Winnicott, psicanalista Inglês, usa uma expressão muito sugestiva sobre o papel da mãe na criação da criança: a mãe suficientemente boa. Ou seja, ser uma mãe totalmente boa talvez esteja exatamente no campo deste impossível. Mais do que isso, a tentativa do totalmente boa seria também uma tentativa de cobrir este impossível, fundamental para a própria formação do sujeito. Além de ser impossível esta cobertura, um efeito seria dificultar o encontro desta criança com este impossível. Se a falta é constituinte, então é impossível cobri-la. O que se faz ao encher a criança de presentes e respondendo a todas exigências dela, ou seja, tentando buscar tapar o buraco desta falta, é prejudicar a criança nesta relação com a falta. O Não exerce uma função faltante. Não é que ele funda a falta, mas coloca cada sujeito em relação com esta falta que o constitui.
(Na imagem acima, Winnicott atuando com crianças)
O QUE PODEM OS PAIS EM RELAÇÃO A CRIANÇA
Assim, se me perguntarem o que de melhor os pais ou cuidadores podem fazer em relação aos seus filhos, eu pegaria um conceito trazido por Foucault nos seus últimos textos: o cuidado de si. Assim, se a criança se forma na relação entre ela e seus cuidadores, cada cuidador possui uma influência fundamental para esta criança. E nisso estamos falando tanto de caraterísticas conscientes, mas principalmente das inconscientes. O melhor que os cuidadores podem fazer para esta criança é o cuidado de si. Pois ao fazerem isto, não estão só melhorando a qualidade de suas vidas, mas também do próprio laço afetivo criado entre ela e a criança. Laço este que é a base fundamental da formação da criança como sujeito, em seu trajeto de lidar com esta falta.
A criação de uma criança não diz respeito apenas a forma como esta criança irá se tornar sujeito, mas também a como ambos os envolvidos se transformam dentro deste processo. Processo este fundamental para a nossa sociedade. Uma criança não diz respeito só a ela, mas aos cuidadores que serão afetados por esta relação. O próprio desejo destes cuidadores estará presente nesta relação, mas a forma como isto ocorre faz toda a diferença para ambos. Ver que não foi capaz de aproveitar todo o processo junto com seus filhos produz muito sofrimento para todos, pois diz respeito a saúde desta relação. Ou seja, não se trata da criança ser um objeto do desejo dos cuidadores, ou o contrário, mas de se construir uma relação onde possa emergir um sujeito, da forma como ele surgir.

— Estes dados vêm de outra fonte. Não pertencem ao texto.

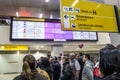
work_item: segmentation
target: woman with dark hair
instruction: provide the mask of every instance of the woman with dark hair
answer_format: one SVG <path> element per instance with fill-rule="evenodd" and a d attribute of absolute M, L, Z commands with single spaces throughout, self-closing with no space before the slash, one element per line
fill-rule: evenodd
<path fill-rule="evenodd" d="M 111 45 L 100 50 L 100 71 L 102 80 L 120 80 L 120 51 Z"/>
<path fill-rule="evenodd" d="M 46 58 L 46 57 L 43 57 L 41 59 L 41 69 L 45 70 L 48 75 L 50 76 L 50 80 L 52 80 L 52 68 L 50 66 L 50 62 L 49 62 L 49 59 Z"/>
<path fill-rule="evenodd" d="M 68 57 L 63 57 L 63 71 L 62 74 L 63 76 L 61 77 L 61 80 L 74 80 L 73 78 L 73 73 L 72 73 L 72 68 L 69 64 L 69 58 Z"/>
<path fill-rule="evenodd" d="M 42 74 L 36 70 L 36 60 L 32 55 L 26 55 L 23 59 L 23 67 L 21 75 L 13 80 L 47 80 Z"/>

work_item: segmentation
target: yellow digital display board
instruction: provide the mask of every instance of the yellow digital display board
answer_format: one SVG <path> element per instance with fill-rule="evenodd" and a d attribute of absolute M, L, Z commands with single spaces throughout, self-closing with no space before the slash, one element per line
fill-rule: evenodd
<path fill-rule="evenodd" d="M 118 32 L 114 6 L 79 0 L 60 0 L 62 30 Z"/>
<path fill-rule="evenodd" d="M 0 45 L 0 51 L 28 50 L 27 45 Z"/>

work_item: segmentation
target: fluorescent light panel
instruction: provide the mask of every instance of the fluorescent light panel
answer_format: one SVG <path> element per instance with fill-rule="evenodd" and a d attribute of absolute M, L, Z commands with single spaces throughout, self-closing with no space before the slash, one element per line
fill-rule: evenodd
<path fill-rule="evenodd" d="M 50 0 L 45 0 L 45 2 L 49 2 Z"/>
<path fill-rule="evenodd" d="M 78 3 L 78 0 L 75 0 L 72 4 L 72 7 L 74 7 Z"/>

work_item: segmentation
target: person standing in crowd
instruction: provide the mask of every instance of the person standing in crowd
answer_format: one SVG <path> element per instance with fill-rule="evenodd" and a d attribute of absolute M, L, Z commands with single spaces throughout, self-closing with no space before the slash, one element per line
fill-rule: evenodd
<path fill-rule="evenodd" d="M 120 50 L 113 45 L 100 49 L 101 80 L 120 80 Z"/>
<path fill-rule="evenodd" d="M 74 80 L 79 80 L 79 73 L 81 70 L 81 66 L 79 62 L 75 59 L 74 53 L 71 53 L 69 57 L 70 57 L 70 66 L 72 68 L 72 72 L 74 75 Z"/>
<path fill-rule="evenodd" d="M 94 74 L 94 80 L 99 80 L 101 78 L 100 68 L 99 68 L 99 59 L 94 60 L 93 74 Z"/>
<path fill-rule="evenodd" d="M 81 66 L 81 70 L 80 70 L 80 74 L 79 74 L 79 80 L 82 80 L 82 71 L 83 71 L 83 67 L 84 67 L 83 55 L 82 55 L 81 52 L 78 55 L 79 55 L 78 62 L 80 64 L 80 66 Z"/>
<path fill-rule="evenodd" d="M 52 68 L 53 68 L 53 80 L 59 80 L 61 73 L 61 65 L 58 62 L 57 57 L 53 57 Z"/>
<path fill-rule="evenodd" d="M 118 45 L 116 46 L 116 48 L 117 48 L 117 49 L 120 49 L 120 44 L 118 44 Z"/>
<path fill-rule="evenodd" d="M 41 67 L 40 68 L 45 70 L 48 73 L 48 75 L 50 76 L 50 80 L 52 80 L 52 68 L 50 66 L 50 62 L 49 62 L 48 58 L 43 57 L 41 59 Z"/>
<path fill-rule="evenodd" d="M 45 76 L 36 70 L 36 60 L 32 55 L 26 55 L 23 59 L 23 67 L 21 75 L 13 80 L 47 80 Z"/>
<path fill-rule="evenodd" d="M 90 62 L 90 55 L 83 55 L 84 68 L 82 72 L 82 80 L 94 80 L 93 67 Z"/>
<path fill-rule="evenodd" d="M 71 71 L 71 67 L 69 64 L 69 58 L 68 57 L 63 57 L 63 70 L 62 70 L 62 77 L 61 80 L 74 80 L 73 79 L 73 73 Z"/>

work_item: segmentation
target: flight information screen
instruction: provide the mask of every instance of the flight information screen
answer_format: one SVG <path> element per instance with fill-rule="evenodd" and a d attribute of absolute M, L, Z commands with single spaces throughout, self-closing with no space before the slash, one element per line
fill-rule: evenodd
<path fill-rule="evenodd" d="M 96 32 L 63 31 L 59 20 L 12 19 L 11 40 L 97 40 Z"/>

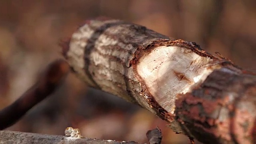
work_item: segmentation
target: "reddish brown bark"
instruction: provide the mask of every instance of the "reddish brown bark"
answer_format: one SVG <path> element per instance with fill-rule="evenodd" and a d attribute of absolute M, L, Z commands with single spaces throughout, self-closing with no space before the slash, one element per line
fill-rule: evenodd
<path fill-rule="evenodd" d="M 209 144 L 252 143 L 256 76 L 219 53 L 118 20 L 89 20 L 62 43 L 88 85 L 139 104 Z"/>

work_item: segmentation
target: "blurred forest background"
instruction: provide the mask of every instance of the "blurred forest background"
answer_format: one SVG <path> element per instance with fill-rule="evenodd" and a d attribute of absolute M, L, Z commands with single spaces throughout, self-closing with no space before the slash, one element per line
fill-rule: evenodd
<path fill-rule="evenodd" d="M 0 0 L 0 109 L 61 57 L 60 39 L 98 16 L 195 42 L 256 72 L 255 8 L 253 0 Z M 158 126 L 163 144 L 187 143 L 167 124 L 138 106 L 86 87 L 70 74 L 54 94 L 7 129 L 63 135 L 71 126 L 86 137 L 146 142 L 147 131 Z"/>

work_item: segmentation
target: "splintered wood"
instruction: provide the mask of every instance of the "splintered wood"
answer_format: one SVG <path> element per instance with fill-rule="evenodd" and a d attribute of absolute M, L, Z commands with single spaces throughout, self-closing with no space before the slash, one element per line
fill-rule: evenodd
<path fill-rule="evenodd" d="M 86 21 L 61 44 L 88 85 L 140 105 L 177 133 L 212 144 L 254 138 L 256 76 L 220 54 L 106 19 Z"/>

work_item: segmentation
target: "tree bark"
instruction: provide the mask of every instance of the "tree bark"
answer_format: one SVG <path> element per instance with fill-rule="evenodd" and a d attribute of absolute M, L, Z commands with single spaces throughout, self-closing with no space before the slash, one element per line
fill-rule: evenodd
<path fill-rule="evenodd" d="M 136 144 L 134 142 L 119 142 L 112 140 L 78 138 L 4 130 L 0 131 L 0 144 Z"/>
<path fill-rule="evenodd" d="M 195 42 L 119 20 L 86 21 L 61 45 L 89 86 L 138 104 L 177 133 L 208 144 L 251 144 L 256 75 Z"/>

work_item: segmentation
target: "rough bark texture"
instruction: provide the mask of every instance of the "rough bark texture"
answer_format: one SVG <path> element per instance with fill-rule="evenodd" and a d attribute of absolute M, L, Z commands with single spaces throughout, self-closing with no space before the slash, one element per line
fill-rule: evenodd
<path fill-rule="evenodd" d="M 177 133 L 208 144 L 251 144 L 256 76 L 194 42 L 118 20 L 88 20 L 61 44 L 91 86 L 138 104 Z"/>
<path fill-rule="evenodd" d="M 117 142 L 92 138 L 77 138 L 63 136 L 0 131 L 0 144 L 136 144 L 134 142 Z"/>

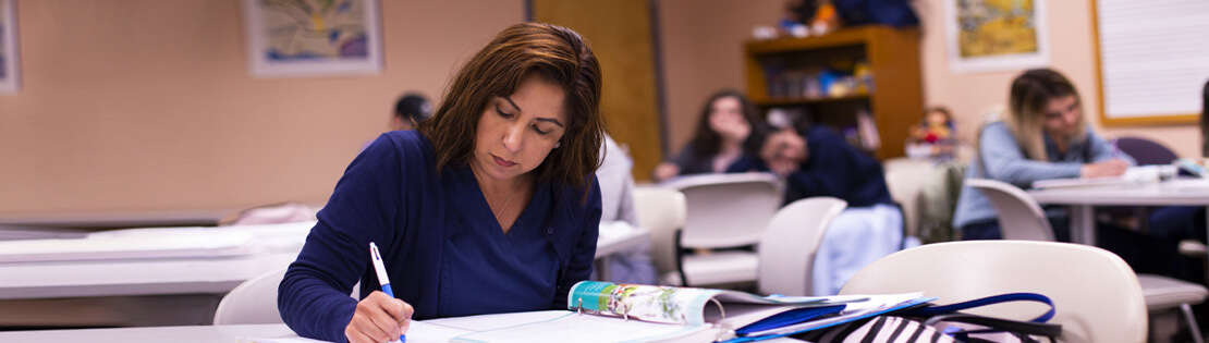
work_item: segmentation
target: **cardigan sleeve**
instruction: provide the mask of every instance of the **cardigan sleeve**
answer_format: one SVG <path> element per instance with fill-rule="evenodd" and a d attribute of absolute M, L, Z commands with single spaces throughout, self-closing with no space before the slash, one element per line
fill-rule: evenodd
<path fill-rule="evenodd" d="M 1020 187 L 1029 187 L 1036 180 L 1078 178 L 1083 167 L 1081 162 L 1029 159 L 1020 152 L 1019 143 L 1002 122 L 987 124 L 978 145 L 976 158 L 982 158 L 985 165 L 982 176 Z"/>
<path fill-rule="evenodd" d="M 369 264 L 369 242 L 391 245 L 403 208 L 404 159 L 381 135 L 345 170 L 331 198 L 278 286 L 277 308 L 299 336 L 345 342 L 357 300 L 353 285 Z"/>

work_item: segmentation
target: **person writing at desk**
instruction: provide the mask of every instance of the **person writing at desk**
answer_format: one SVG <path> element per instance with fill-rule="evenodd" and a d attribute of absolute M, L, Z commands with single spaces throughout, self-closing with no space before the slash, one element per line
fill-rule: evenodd
<path fill-rule="evenodd" d="M 596 250 L 600 98 L 577 33 L 504 29 L 433 118 L 348 165 L 282 280 L 282 319 L 302 337 L 387 342 L 411 319 L 566 308 Z M 398 298 L 377 291 L 371 242 Z"/>
<path fill-rule="evenodd" d="M 982 127 L 966 179 L 995 179 L 1028 188 L 1032 181 L 1120 176 L 1134 164 L 1095 134 L 1083 117 L 1078 91 L 1065 76 L 1034 69 L 1012 81 L 1008 110 Z M 1058 240 L 1070 242 L 1062 208 L 1047 209 Z M 961 239 L 1000 239 L 995 209 L 982 192 L 961 187 L 953 226 Z"/>

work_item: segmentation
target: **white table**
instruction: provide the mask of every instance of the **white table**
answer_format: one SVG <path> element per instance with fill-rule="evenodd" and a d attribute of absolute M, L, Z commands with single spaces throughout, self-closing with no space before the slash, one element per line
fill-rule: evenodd
<path fill-rule="evenodd" d="M 648 237 L 643 228 L 601 236 L 597 266 L 607 266 L 609 255 Z M 0 300 L 226 293 L 244 280 L 289 266 L 297 249 L 278 245 L 268 252 L 227 257 L 0 263 Z"/>
<path fill-rule="evenodd" d="M 47 342 L 93 342 L 93 343 L 129 343 L 129 342 L 175 342 L 175 343 L 215 343 L 215 342 L 251 342 L 260 338 L 272 342 L 308 342 L 296 338 L 284 324 L 258 325 L 215 325 L 215 326 L 157 326 L 157 327 L 121 327 L 121 329 L 77 329 L 77 330 L 41 330 L 0 332 L 0 342 L 47 343 Z M 293 339 L 291 339 L 293 338 Z M 411 338 L 411 337 L 409 337 Z M 318 342 L 318 341 L 310 341 Z M 421 343 L 422 339 L 407 339 Z M 793 338 L 774 338 L 763 342 L 792 343 L 803 342 Z"/>
<path fill-rule="evenodd" d="M 1209 179 L 1174 179 L 1136 185 L 1057 187 L 1029 191 L 1029 196 L 1032 196 L 1037 203 L 1042 204 L 1070 205 L 1071 240 L 1094 245 L 1094 207 L 1209 207 Z"/>

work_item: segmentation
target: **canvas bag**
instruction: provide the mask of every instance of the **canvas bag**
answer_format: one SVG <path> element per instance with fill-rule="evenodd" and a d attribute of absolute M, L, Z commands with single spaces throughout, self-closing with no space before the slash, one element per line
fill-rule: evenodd
<path fill-rule="evenodd" d="M 1049 310 L 1028 320 L 1010 320 L 960 310 L 1006 302 L 1039 302 Z M 1039 293 L 1003 293 L 949 306 L 907 308 L 863 321 L 816 330 L 800 338 L 811 342 L 1055 342 L 1062 325 L 1046 322 L 1054 316 L 1053 302 Z"/>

Se cada criança acaba por ser o efeito desta relação, pois é através dela que ela se insere na cultura, e com isso em tudo que mais importa, o melhor que cada cuidador pode fazer é cuidar de si. Muitos podem ser os caminhos escolhidos. O que posso recomendar, por conta da minha própria experiência, é o caminho da terapia. Afinal, fazer terapia não diz respeito apenas ao sujeito que vai para a clínica, mas a todos que o cercam, sejam aqueles mais próximos, como familiares e colegas, como da própria sociedade em que este sujeito está inserido. E isso não seria diferente em relação aos pais.